As I’ve been playing around with various digital history tools I’ve been trying to find some way to visualize various manifestos from U.S. women’s liberation in the 1970s. So far I’ve tried many eyes and TAPoR so far. Honestly I think that in the very early 1970s the discursively overlaps between different groups that we loosely cluster under the name “women’s liberation” just might not be there. Other than woman/women the overlaps are nonexistant between FSW brochure and the play Everywoman

 I’m considering using more manifestos. I could probably come up with 10 although they would be of widely disparate lengths. TAPoR can only compare two documents though. My other option is to conclude that despite historians’ desire to lump these groups together, they represent, at least discursively, distinct communities. I largely believe that, at least in the first chapter of my book, in which I trace the triple origins of the concept of women’s culture. However in that chapter, I argue that the same terms were used differently. In the case of manifestos, so far, what I can see it that the only common terms are women/woman.
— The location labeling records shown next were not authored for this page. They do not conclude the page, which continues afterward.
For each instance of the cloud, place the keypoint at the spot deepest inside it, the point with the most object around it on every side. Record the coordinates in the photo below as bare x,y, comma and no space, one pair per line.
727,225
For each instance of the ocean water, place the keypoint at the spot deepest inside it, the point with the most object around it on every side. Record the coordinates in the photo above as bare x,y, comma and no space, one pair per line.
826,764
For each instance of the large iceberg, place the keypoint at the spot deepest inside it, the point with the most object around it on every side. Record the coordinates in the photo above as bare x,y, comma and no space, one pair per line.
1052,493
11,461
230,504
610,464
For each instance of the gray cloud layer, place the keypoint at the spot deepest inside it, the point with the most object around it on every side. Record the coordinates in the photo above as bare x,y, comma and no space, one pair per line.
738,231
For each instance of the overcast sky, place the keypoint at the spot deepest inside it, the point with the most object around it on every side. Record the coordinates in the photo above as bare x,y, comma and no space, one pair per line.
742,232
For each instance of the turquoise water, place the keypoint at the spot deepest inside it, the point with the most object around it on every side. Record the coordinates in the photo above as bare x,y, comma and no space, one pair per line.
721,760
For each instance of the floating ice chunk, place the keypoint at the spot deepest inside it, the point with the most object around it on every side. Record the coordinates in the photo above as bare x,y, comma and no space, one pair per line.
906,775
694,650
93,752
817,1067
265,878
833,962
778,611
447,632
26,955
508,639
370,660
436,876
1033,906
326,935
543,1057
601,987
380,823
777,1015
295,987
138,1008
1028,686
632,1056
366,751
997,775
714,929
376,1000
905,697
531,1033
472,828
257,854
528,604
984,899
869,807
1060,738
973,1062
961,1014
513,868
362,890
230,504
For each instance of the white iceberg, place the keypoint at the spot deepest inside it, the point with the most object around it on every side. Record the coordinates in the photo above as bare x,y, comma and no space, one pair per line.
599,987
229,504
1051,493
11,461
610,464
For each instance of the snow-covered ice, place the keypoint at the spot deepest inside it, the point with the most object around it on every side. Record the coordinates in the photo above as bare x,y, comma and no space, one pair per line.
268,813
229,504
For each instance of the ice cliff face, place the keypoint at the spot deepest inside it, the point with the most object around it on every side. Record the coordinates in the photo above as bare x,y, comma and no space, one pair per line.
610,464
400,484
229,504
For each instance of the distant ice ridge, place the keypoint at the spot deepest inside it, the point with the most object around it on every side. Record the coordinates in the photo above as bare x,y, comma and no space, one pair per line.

Again, this is interesting or not, depending on the questions asked about the data.

So I’m left still searching for the best way to utilize techniques of digital history to trace disparate discourses in U.S. women’s liberation movement periodicals of the 1970s  I’m particularly interested in various attitudes towards the concept of women’s culture and how culture is related to women’s liberation in various periodicals and to various theoretical perspectives.